My long-term career goal is to run my own laboratory studying neural circuit mechanisms and computation principles for processing visual information. I expect to make my own contribution by answering the questions that bridge neurophysiology, neural computation, and animal behavior. I plan to apply versatile approaches, such as in vivo whole-cell patch-clamp technique, in vivo two-photon calcium imaging, optogenetic and chemogenetic perturbation, and computational modeling. I will dissect the neural circuits from synaptic mechanism to population coding, and from computation to function. Vision is the most important sense. A better understanding of the neural mechanisms underlying visual processing will help us uncover the principles of brain computation and shed light to vision-related neurologic disorders. The retina sends visual information to two principal brain centers: the superior colliculus (SC) and the visual cortex. Although the SC has long been implicated in mediating visually guided behaviors, previous studies on neural circuit mechanisms underlying visual processing have largely neglected the SC and focused on the retina and the primary visual cortex (V1). The superficial layer of SC receives direct inputs from ~30 distinct subtypes of retinal ganglion cells (RGCs), and each of these parallel channels carries specific visual features. In addition, the SC receives top-down projections from layer 5 of V1. How are the retinal features processed in the SC and modulated by cortical feedback in awake animals? We will answer this question at both population level and synaptic level using mice as a model with three distinctive aims.

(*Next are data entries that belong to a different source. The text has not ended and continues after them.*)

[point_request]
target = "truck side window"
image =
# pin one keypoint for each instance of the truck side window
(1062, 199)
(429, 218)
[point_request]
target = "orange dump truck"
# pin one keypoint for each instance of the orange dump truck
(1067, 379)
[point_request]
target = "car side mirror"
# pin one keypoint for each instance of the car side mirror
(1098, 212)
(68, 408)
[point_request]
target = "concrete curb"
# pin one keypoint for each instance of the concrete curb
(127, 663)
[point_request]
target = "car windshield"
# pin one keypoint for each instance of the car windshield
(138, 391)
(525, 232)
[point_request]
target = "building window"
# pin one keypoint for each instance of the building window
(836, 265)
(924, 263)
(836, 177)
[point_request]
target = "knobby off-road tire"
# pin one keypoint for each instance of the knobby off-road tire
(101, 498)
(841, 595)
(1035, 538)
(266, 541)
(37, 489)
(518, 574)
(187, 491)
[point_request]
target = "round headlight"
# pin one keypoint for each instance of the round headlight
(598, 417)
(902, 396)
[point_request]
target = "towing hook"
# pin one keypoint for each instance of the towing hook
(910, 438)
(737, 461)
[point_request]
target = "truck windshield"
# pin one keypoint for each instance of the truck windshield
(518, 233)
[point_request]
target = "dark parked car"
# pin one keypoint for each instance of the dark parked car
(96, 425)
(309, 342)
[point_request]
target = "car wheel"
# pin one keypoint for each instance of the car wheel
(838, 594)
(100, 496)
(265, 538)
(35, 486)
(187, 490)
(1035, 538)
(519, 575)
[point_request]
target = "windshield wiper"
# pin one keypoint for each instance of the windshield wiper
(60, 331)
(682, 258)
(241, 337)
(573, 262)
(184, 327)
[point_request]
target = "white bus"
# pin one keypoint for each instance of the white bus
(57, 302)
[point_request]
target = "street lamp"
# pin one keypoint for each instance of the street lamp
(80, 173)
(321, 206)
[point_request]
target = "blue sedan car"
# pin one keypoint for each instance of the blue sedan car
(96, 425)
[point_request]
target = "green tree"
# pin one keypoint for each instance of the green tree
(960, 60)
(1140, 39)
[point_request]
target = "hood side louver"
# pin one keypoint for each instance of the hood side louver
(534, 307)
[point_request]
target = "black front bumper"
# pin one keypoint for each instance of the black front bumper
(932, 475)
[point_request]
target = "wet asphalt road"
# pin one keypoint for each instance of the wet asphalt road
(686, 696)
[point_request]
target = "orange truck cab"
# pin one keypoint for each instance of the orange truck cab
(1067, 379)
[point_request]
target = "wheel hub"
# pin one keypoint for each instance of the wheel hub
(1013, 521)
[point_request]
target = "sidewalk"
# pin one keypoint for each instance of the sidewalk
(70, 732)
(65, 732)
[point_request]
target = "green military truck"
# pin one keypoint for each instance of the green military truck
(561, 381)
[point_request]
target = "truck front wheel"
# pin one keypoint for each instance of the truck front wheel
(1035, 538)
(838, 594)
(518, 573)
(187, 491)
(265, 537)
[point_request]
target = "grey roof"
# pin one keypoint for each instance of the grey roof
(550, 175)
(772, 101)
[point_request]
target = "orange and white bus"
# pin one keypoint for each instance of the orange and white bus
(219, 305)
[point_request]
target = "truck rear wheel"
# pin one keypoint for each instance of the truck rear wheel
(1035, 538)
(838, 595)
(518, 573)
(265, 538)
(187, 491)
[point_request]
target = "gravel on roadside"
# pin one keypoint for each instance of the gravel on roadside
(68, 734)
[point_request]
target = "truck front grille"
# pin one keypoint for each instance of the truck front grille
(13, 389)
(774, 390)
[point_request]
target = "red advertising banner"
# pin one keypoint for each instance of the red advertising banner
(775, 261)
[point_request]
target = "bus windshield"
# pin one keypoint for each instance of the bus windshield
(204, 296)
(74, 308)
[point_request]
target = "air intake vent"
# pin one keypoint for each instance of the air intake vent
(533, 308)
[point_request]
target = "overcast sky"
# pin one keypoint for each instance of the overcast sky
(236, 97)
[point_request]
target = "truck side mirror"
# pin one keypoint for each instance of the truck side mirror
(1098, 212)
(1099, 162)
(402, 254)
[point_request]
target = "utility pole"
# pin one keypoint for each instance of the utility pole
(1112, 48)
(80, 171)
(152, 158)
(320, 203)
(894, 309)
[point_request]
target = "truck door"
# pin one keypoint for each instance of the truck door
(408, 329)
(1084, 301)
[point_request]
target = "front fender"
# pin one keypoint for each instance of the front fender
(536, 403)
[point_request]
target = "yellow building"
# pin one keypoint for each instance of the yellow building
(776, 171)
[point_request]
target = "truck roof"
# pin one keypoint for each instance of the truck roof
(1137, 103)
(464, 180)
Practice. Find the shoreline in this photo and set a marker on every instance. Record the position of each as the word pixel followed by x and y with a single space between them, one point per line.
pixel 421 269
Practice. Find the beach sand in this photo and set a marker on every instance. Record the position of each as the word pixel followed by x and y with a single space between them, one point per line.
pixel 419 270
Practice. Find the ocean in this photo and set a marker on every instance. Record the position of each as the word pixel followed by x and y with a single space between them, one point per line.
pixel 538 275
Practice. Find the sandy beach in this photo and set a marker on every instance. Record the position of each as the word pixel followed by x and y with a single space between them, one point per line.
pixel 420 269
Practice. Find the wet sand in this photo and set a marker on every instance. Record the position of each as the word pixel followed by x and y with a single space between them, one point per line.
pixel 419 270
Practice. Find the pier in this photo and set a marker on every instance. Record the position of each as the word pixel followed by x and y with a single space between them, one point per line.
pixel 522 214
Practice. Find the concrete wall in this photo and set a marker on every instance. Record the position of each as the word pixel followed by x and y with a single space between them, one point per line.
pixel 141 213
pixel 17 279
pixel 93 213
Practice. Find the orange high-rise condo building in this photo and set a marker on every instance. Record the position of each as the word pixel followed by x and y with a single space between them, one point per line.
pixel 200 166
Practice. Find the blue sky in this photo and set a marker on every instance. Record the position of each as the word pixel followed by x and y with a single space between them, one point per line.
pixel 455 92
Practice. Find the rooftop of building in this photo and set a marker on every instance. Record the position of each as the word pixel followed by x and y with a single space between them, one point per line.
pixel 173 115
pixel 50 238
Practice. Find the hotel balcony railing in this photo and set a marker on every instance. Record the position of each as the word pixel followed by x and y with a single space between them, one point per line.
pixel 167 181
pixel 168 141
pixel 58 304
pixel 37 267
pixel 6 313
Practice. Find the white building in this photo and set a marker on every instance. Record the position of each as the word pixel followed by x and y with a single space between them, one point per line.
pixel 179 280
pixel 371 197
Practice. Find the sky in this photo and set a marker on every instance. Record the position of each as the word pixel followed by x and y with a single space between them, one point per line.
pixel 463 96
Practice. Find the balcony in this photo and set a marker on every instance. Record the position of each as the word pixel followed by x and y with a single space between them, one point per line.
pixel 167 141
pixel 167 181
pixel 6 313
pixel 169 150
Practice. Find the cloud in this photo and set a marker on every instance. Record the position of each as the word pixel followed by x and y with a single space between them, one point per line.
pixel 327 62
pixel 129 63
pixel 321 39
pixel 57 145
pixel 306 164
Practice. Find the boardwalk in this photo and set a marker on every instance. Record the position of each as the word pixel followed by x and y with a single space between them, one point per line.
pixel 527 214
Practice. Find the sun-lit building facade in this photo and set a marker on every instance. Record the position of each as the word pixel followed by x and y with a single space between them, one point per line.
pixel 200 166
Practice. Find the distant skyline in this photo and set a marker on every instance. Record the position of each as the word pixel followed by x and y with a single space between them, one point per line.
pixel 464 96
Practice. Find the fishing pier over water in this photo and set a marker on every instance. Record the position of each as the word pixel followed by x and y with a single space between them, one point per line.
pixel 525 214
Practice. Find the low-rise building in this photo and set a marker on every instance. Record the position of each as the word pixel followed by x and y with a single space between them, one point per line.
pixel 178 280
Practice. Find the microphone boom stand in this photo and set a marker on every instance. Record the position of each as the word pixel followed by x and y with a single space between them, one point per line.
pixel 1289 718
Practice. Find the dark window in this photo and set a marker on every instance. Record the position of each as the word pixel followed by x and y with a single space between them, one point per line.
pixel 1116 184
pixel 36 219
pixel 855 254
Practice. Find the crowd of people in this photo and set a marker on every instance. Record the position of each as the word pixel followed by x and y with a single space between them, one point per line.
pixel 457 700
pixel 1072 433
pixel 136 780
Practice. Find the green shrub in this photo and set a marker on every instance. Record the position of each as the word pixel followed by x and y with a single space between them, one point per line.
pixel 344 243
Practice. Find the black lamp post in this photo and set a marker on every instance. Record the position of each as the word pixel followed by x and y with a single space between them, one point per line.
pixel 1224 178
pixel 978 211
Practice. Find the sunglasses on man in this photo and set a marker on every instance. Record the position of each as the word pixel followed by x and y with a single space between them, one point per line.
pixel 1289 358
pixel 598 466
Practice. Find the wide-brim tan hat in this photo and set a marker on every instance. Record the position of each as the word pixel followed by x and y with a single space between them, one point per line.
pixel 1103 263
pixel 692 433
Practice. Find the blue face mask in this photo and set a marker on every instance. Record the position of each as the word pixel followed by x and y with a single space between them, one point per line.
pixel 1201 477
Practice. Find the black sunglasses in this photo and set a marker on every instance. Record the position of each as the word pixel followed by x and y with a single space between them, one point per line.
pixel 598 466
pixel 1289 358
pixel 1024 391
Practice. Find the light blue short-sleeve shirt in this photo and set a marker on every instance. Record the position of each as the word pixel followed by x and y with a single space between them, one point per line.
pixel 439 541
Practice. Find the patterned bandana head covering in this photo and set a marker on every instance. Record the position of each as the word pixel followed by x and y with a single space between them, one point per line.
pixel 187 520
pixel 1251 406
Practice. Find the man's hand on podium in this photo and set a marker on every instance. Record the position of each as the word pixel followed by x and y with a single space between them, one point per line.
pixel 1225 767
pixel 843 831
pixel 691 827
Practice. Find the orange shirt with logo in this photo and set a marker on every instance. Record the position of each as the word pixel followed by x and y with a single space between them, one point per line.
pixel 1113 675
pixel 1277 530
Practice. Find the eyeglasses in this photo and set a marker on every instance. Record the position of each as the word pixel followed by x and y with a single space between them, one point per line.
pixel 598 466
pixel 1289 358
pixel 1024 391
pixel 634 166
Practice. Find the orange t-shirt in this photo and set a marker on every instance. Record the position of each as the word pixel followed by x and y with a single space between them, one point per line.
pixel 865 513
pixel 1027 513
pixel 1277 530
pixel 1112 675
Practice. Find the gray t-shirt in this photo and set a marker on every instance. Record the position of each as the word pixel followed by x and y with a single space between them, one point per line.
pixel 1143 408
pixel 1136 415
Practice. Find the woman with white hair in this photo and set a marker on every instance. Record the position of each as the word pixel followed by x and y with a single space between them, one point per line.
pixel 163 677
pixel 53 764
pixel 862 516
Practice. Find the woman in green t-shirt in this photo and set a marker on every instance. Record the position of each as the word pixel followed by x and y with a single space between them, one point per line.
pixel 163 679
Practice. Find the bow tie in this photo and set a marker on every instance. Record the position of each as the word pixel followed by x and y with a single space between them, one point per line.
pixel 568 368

In Aim 1, we will reveal the neuronal population coding for representing visual features in the SC of behaving mice. We will first investigate how different visual features are represented at the population level by imaging calcium activity in the SC of behaving mice with the cortex left intact. We will then probe the roles of genetically labeled RGCs and collicular neurons in this representation. Last, we will uncover how the representation is modulated by different behavioral states.
In Aim 2, we will reveal the roles of inhibition in the representation of visual features in SC. We will first image population responses of inhibitory neurons. Then, we will examine how the representation in excitatory neurons is affected by optogenetically modulating inhibitory neurons. Last, we will explore how inhibition contributes to the synaptic integration by directly recording synaptic excitation and inhibition using in vivo whole-cell voltage-clamp technique.
In Aim 3, we will investigate the relative contributions of retinal and cortical excitation to the representation of visual features in awake SC at the synaptic level. We will first probe how the retinal excitation contributes to the feature representation by combining optogenetic silencing of both the SC and the visual cortex with in vivo whole-cell voltage-clamp recording. Then we will reveal the cortical contributions by directly recording synaptic excitatory currents with and without cortical inputs in the same collicular neuron.
This study will reveal neural circuit mechanisms underlying visual features representation in superior colliculus of behaving mice at multiple scales: from population coding to synaptic computation. The results will offer new mechanistic insight into visual processing beyond the retina. Ultimately, this will lead to improvements in diagnosing and treating vision-related neurological disorders.